Ataerkinin ve heteroseksizmin ahlak derslerine alışkınız ancak bu öğretilerin, rock’n roll alt kültürü ve queer dünyasına sinsice sızmasını şaşkınlıkla izliyoruz. Bazıları, son vermeye çalıştığımız şeylerin var olduğunu bile kabul etmiyor ancak bu gizli doktrinler, sevimli görüntüleri ve sahte farkındalık yaratma çabalarıyla çok daha tehlikeli olmuyor mu?

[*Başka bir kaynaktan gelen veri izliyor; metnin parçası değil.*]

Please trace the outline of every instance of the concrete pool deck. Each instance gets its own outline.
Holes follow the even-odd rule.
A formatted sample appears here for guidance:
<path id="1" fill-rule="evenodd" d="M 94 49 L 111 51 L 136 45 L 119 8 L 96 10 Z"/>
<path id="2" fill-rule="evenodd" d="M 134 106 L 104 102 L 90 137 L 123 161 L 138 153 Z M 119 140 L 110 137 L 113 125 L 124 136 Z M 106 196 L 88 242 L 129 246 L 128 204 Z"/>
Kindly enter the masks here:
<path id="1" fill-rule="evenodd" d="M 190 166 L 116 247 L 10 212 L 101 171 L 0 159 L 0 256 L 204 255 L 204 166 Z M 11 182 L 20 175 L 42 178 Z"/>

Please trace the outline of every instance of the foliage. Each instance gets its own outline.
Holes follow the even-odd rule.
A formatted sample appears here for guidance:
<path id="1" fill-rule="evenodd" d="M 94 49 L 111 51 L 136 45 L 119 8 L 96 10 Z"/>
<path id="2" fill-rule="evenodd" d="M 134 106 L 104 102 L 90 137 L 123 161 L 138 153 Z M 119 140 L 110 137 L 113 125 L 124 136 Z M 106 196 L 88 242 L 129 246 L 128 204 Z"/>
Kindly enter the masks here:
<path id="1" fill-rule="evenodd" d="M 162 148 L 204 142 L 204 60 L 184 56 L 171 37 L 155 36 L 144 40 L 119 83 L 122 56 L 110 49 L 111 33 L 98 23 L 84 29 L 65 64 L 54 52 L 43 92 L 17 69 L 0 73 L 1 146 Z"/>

Freddie Mercury, kötü yoldan geri dönüp “Biz bir aileyiz” diyen grubu tarafından yeniden sahiplenilince rock’n roll gibi koskoca bir başkaldırı kültürünü modern, tek eşli, heteroseksüel, patriyarkal aile kavramı içine hapsetmek, trajikomik bir tablo oluşturuyor. “Paylaşma ve dayanışma sadece aile içinde olur” mesajı veriliyor. Aile bir güvencedir ama o güveni bir bedel karşılığında verir. Kurallar koyar, bireyi kısıtlar çünkü aile ve suç ortağı patriyarka en güçlü iktidar odaklarıdır. Aile toplumsal cinsiyet eşitsizliğinin tohumlarının atıldığı ilk kurumdur. Tarihi değeri olan bir rock yıldızı ve queer ikonu olan Freddie Mercury, “aile” kavramı içinde sınırlandırılamaz çünkü aile bir kimlik hapishanesidir!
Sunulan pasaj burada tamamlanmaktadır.